The order signed Monday declares that, pending a trial of the university’s request for a permanent injunction, all tree-sitters “are hereby enjoined from lodging in, scaling, climbing, or sitting in or standing on or in, any of the trees.”
“This doesn’t really change anything,” said Zachary Running Wolf, who kicked off the tree-sit last Dec. 2 when he ascended the branches of a redwood on Big Game Day.
“We really think today’s ruling will make it all the more difficult to consider this a benign protest,” said Dan Mogulof, executive director of the university’s Office of Public Affairs. “We are hoping that the community and political leadership in Berkeley will help bring an end to this dangerous and illegal occupation.”
Joined by a collection of other protesters, many of whom have been subjected to occasional trespassing and other arrests by campus police, Running Wolf has been fighting the planned elimination of the grove to make way for the Student Athlete High Performance Center.
Running Wolf is a Native American activist and a once and future Berkeley mayoral candidate who is currently gathering signatures in an effort to force a recall of incumbent Mayor Tom Bates.
A partly subterranean four-story complex that will house both a high-tech gym and athletic department offices, the center is the first in a planned series of developments at and near the stadium that are being contested in a second court case.
The case brought back to Alameda County Superior Court Judge Richard Keller in Hayward is a follow-up to the judge’s earlier ruling Oct. 1, which restricted a broad injunction sought by the university against the one tree-sitter the school’s lawyer had named in their papers.
Three days later, university lawyers Charles F. Robinson and Michael R. Goldstein filed a motion for reconsideration, which was the subject of Monday’s action.
Running Wolf said that at any given time during the day, there are six protesters occupying the perches in the Coast Live Oaks and other trees in the grove. At night, the number rises to about 10, he said.
“We’re gearing up for an assault by campus police,” he said. “We have heard rumors that they are exercising a training plan to go for an extraction any day now.

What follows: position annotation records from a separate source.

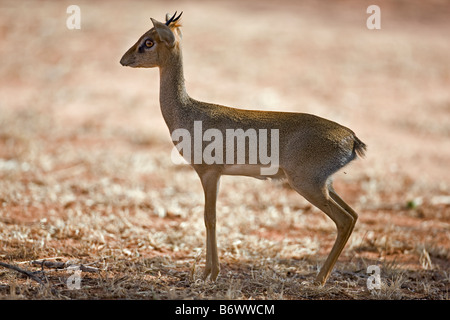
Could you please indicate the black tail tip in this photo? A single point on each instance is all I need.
(359, 147)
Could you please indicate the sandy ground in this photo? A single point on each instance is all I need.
(85, 170)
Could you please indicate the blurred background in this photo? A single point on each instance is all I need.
(80, 132)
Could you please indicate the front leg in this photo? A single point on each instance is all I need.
(210, 183)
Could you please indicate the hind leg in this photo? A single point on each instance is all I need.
(325, 198)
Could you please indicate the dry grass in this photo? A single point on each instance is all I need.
(85, 171)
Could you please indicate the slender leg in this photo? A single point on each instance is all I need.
(345, 223)
(342, 215)
(210, 183)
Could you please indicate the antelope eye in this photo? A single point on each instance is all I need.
(148, 43)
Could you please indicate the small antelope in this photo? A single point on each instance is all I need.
(310, 149)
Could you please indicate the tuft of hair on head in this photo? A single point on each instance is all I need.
(173, 22)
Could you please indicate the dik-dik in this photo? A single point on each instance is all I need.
(308, 149)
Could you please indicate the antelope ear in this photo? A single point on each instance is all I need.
(164, 33)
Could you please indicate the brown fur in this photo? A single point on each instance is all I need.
(311, 150)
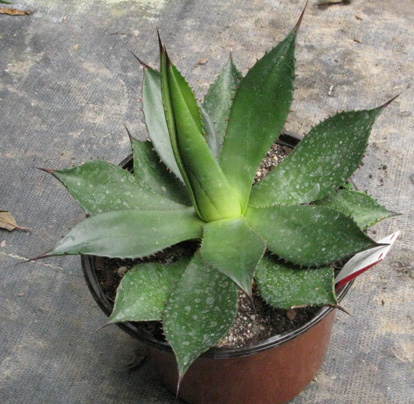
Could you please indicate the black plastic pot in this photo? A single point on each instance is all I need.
(272, 371)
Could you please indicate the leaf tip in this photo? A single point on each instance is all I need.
(143, 64)
(46, 170)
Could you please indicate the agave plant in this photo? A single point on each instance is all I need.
(283, 233)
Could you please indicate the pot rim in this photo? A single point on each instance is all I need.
(88, 266)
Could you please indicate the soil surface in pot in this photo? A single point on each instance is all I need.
(251, 324)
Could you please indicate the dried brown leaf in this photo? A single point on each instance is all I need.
(8, 222)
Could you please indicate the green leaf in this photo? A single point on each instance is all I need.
(365, 210)
(217, 104)
(321, 162)
(153, 174)
(144, 290)
(200, 312)
(155, 119)
(308, 235)
(212, 195)
(130, 233)
(284, 286)
(234, 249)
(258, 114)
(99, 187)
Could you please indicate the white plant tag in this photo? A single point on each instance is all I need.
(364, 260)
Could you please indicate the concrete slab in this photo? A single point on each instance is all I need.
(68, 82)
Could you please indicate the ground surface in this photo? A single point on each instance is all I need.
(68, 82)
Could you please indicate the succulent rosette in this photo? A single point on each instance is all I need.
(194, 181)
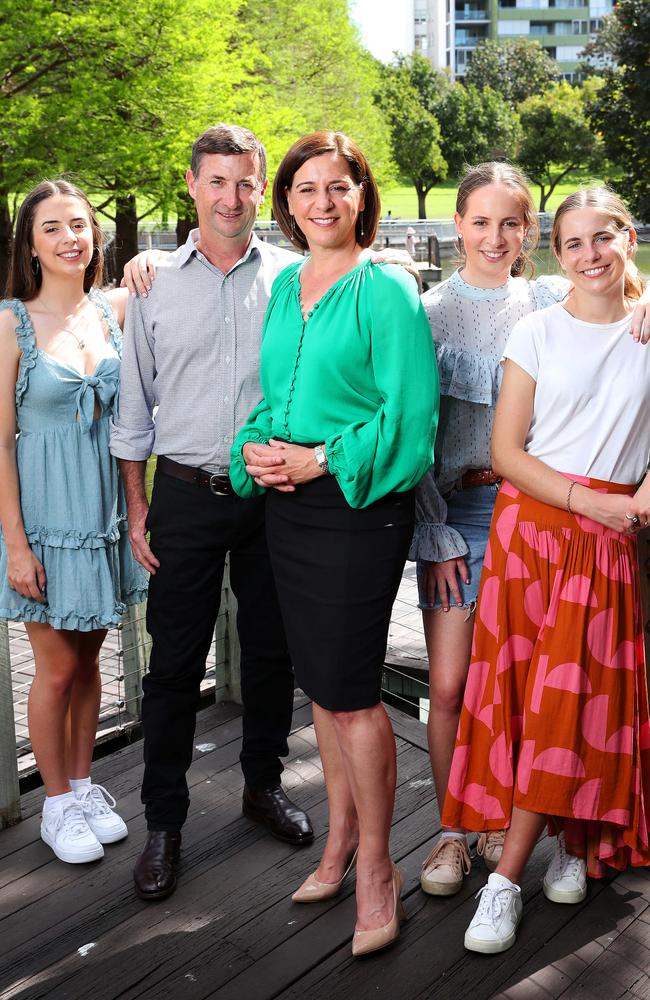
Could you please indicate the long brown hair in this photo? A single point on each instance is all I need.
(498, 172)
(23, 282)
(316, 144)
(605, 201)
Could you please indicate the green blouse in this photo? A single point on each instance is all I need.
(359, 374)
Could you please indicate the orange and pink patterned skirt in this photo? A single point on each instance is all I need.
(555, 713)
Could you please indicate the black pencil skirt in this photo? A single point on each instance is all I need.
(337, 571)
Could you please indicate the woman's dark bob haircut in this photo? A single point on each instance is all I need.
(23, 281)
(316, 144)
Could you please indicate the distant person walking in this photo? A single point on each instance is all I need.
(66, 569)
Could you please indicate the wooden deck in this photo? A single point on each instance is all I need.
(231, 932)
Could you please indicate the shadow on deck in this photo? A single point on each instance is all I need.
(231, 931)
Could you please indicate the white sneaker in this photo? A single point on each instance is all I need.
(494, 925)
(489, 846)
(64, 829)
(104, 823)
(566, 877)
(444, 869)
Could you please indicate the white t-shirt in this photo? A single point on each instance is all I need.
(591, 414)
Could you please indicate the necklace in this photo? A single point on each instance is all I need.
(81, 343)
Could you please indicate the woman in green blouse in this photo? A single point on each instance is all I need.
(343, 434)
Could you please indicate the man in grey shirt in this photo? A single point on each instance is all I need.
(192, 350)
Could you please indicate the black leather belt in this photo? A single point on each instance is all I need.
(220, 485)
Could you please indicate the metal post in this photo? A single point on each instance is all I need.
(9, 787)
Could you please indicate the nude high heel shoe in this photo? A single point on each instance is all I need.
(313, 891)
(364, 942)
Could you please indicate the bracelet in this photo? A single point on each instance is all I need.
(568, 497)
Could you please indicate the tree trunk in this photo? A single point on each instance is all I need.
(5, 241)
(126, 231)
(183, 228)
(186, 217)
(422, 201)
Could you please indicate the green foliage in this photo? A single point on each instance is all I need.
(516, 68)
(619, 109)
(557, 137)
(476, 126)
(409, 88)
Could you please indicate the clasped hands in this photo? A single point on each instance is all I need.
(280, 465)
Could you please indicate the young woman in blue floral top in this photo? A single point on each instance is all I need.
(471, 316)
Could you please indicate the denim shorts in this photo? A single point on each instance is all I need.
(469, 512)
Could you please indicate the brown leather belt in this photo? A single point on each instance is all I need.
(479, 477)
(219, 485)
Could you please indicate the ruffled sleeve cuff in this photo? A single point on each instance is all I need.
(436, 543)
(468, 375)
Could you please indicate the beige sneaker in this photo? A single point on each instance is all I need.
(446, 866)
(489, 846)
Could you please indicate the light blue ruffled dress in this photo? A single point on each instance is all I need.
(71, 497)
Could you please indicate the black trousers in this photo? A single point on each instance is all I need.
(191, 531)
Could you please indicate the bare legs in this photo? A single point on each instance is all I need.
(521, 837)
(449, 641)
(358, 753)
(64, 703)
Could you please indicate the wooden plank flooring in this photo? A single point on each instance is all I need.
(231, 932)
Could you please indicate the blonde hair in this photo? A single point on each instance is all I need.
(605, 201)
(498, 172)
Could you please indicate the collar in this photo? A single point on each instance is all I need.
(467, 291)
(190, 248)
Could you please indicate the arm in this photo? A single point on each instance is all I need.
(140, 272)
(132, 425)
(24, 572)
(394, 449)
(138, 507)
(512, 421)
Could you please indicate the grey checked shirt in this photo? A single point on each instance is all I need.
(191, 349)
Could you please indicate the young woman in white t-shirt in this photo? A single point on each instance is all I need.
(554, 727)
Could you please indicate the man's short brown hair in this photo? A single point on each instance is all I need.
(229, 140)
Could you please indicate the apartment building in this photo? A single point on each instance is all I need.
(447, 31)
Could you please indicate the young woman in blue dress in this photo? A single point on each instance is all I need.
(65, 566)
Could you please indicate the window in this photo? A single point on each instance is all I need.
(513, 28)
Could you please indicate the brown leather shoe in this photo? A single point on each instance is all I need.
(284, 819)
(155, 870)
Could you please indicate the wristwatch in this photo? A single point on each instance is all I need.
(321, 458)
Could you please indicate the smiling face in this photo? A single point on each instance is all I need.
(62, 236)
(228, 193)
(325, 201)
(594, 252)
(492, 229)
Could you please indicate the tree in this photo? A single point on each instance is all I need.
(619, 109)
(110, 93)
(476, 125)
(557, 136)
(408, 90)
(308, 70)
(516, 68)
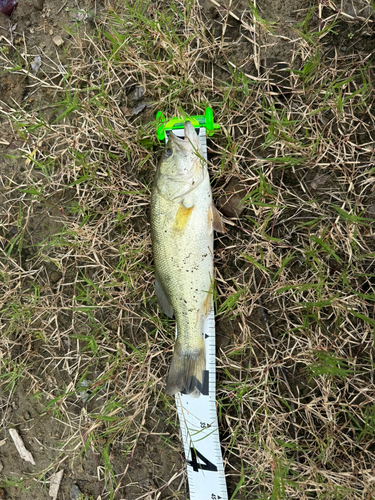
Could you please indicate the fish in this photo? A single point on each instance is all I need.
(183, 220)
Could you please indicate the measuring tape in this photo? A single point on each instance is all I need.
(197, 416)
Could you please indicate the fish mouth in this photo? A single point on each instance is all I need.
(190, 139)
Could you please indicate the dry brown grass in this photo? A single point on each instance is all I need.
(295, 272)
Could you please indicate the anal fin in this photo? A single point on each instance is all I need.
(162, 299)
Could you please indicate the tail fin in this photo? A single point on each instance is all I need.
(186, 371)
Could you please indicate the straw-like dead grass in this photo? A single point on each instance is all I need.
(295, 272)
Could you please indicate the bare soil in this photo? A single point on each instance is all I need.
(151, 463)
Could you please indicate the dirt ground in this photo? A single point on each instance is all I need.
(45, 373)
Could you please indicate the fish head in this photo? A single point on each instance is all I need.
(182, 159)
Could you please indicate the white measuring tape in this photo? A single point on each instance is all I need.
(198, 418)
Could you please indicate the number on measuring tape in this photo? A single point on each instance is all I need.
(204, 387)
(207, 465)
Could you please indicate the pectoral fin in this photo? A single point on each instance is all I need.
(182, 217)
(162, 299)
(207, 305)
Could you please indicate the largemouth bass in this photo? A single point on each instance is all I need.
(183, 219)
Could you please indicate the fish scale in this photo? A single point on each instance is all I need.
(198, 418)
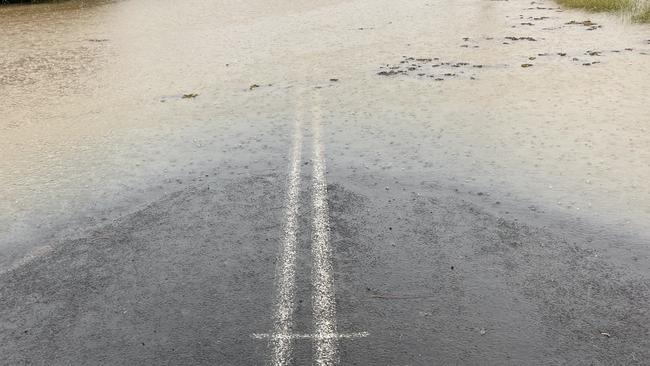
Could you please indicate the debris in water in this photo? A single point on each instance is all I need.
(531, 39)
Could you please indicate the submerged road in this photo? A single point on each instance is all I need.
(323, 183)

“We are developing our plans to hold our ground,” he said.
Mogulof said there are no plans for the military-type effort Running Wolf fears.
He said the course of events depends in part on the outcome of the Hayward case now before Superior Court Judge Barbara J. Miller, who is being asked to rule on the legality of the process by which the university approved the gym and the other construction projects included in the Southeast Campus Integrated Projects.
Miller, who must issue a ruling by mid-December, could either pave the way for construction or order a new environmental review process that would continue the status quo at the grove.
Mogulof said he hopes that the current tree-sitters will follow the lead of David Galloway, the only sitting protester named in the order Keller approved earlier in the month.
“He’s no longer there,” said the university official.
But Running Wolf said the protest will continue.